W społeczeństwie masowym mało kto ma ochotę na zadzieranie z masami. A już najmniejszą ochotę mają na to media, które brną coraz dalej w schlebianiu swoim odbiorcom. W polskiej prasie można jeszcze przeczytać, że Michał Wiśniewski robi tandetną muzykę. Dużo trudniej znaleźć gazetę wystarczająco arogancką, by napisać, że istotą fenomenu Wiśniewskiego nie jest sam piosenkarz, tylko zły gust jego wielomilionowej publiczności.
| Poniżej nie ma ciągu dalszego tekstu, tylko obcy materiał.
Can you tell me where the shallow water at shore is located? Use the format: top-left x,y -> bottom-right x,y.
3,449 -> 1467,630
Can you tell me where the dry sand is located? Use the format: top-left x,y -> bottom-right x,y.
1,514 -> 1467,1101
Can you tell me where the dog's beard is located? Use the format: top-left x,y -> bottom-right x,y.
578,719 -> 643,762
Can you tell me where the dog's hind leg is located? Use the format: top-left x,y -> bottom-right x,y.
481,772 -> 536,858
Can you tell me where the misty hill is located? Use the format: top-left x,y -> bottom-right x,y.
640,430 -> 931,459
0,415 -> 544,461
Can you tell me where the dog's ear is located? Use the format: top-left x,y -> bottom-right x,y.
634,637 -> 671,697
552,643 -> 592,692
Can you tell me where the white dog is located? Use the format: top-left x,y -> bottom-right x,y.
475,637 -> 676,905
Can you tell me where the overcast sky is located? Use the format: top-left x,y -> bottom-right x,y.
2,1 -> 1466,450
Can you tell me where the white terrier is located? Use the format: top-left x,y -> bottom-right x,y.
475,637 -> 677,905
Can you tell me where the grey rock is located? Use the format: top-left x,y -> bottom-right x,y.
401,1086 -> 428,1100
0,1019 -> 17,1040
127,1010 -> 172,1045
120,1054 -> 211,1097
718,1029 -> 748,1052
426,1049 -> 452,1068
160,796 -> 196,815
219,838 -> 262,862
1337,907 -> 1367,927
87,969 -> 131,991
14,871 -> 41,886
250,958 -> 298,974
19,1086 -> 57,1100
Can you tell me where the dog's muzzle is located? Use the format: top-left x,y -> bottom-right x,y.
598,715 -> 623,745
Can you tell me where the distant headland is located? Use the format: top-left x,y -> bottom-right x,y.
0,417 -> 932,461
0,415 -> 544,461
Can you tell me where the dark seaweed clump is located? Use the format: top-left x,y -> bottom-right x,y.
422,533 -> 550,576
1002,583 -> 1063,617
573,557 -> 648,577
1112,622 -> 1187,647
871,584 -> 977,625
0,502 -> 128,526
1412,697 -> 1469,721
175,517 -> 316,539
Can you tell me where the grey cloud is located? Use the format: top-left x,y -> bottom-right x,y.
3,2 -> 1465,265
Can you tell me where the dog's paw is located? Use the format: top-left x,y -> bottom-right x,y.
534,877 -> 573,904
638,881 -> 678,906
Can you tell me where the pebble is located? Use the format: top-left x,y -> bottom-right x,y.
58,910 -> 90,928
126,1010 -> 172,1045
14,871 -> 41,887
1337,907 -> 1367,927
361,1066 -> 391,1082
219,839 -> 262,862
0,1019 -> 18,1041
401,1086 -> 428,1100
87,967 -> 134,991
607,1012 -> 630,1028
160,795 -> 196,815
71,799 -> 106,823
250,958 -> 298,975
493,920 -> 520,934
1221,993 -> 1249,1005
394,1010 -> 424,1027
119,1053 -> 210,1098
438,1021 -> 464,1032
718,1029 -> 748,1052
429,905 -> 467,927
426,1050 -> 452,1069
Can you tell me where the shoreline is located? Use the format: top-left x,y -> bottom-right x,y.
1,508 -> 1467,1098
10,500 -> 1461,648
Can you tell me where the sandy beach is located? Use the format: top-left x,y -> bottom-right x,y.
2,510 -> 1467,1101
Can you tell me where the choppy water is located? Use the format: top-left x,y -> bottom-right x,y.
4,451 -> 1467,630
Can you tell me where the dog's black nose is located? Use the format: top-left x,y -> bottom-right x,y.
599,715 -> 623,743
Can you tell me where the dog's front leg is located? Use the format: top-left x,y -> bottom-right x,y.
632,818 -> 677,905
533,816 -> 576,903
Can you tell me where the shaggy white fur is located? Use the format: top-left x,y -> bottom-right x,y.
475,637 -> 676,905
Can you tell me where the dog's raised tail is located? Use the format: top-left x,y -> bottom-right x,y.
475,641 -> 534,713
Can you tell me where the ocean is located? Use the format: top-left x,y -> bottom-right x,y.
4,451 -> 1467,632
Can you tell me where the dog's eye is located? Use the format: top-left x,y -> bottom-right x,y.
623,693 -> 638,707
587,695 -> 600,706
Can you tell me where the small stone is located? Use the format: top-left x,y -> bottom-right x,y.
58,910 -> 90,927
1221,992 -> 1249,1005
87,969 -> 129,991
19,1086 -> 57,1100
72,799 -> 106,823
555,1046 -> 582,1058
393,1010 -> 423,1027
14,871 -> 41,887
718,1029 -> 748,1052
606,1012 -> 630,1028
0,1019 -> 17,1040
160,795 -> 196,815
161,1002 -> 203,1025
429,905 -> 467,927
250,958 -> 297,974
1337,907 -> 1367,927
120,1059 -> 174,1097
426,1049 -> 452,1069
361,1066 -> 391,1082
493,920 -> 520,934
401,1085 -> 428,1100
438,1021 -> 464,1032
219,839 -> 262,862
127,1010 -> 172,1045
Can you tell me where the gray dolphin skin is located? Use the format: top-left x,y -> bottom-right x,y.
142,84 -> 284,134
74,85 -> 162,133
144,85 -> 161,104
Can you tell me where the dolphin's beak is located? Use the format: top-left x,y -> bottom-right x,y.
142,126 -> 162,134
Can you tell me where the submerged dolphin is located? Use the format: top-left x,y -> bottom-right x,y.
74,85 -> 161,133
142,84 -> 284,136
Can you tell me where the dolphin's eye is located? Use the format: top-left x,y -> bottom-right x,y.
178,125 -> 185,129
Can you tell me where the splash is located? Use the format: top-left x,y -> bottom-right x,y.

W Polsce dokonuje się rewolucja kulturalna, a wyrzucający na śmietnik Josepha Beuysa publicysta Wprost jawi się jako jeden z licznych rzeczników owego przewrotu. Ta rewolucja to nic innego niż wieszczony na początku XX wieku przez Ortegę y Gasseta "bunt mas". Chodzi o to, abyśmy nie musieli już dłużej wstydzić się naszych gustów, choćby najbardziej niewybrednych i mogli bez poczucia winy cieszyć się Idolem, Big Brotherem, rzeźbami Igora Mitoraja, książkami Grocholi oraz innymi "produktami kulturalnymi", które nam się podobają. Kiedyś na przeszkodzie tym niewinnym radościom stał snobizm oraz terror autorytetów. Autorytety zgryźliwie przypominały, że popularność kiczu nie sprawia, że staje się on wartościowy. Masowy odbiorca nie chce się już dłużej snobować. Domaga się, aby jego wybory kulturalne zostały uznane i dowartościowane. Media skwapliwie spełniają te żądania. Zgodnie z życzeniami Radwana wartość kultury wyznacza wielkie audiotele.

Może jednak Radwan i jemu podobni mają rację? Dlaczego właściwe nie dać obywatelom takiej kultury jaką lubią - nawet jeżeli będzie ona kiczem? Dlaczego w publicznej filharmonii nie miałby występować Michał Wiśniewski? Przecież utrzymujący filharmonię statystyczny podatnik woli piosenki Wiśniewskiego od muzyki poważnej. Kicz zawsze pozostanie wyborem większości. Ten fakt trzeba przyjąć do wiadomości. Nie znaczy to jednak, że powinniśmy się na kicz godzić, ani, tym bardziej, go dowartościowywać. Akceptacja kiczu oznacza rezygnację z jakichkolwiek aspiracji, rozwoju, dyskusji. Problem w tym, że kicz z definicji nastawiony jest na potwierdzanie gustów i poglądów widza.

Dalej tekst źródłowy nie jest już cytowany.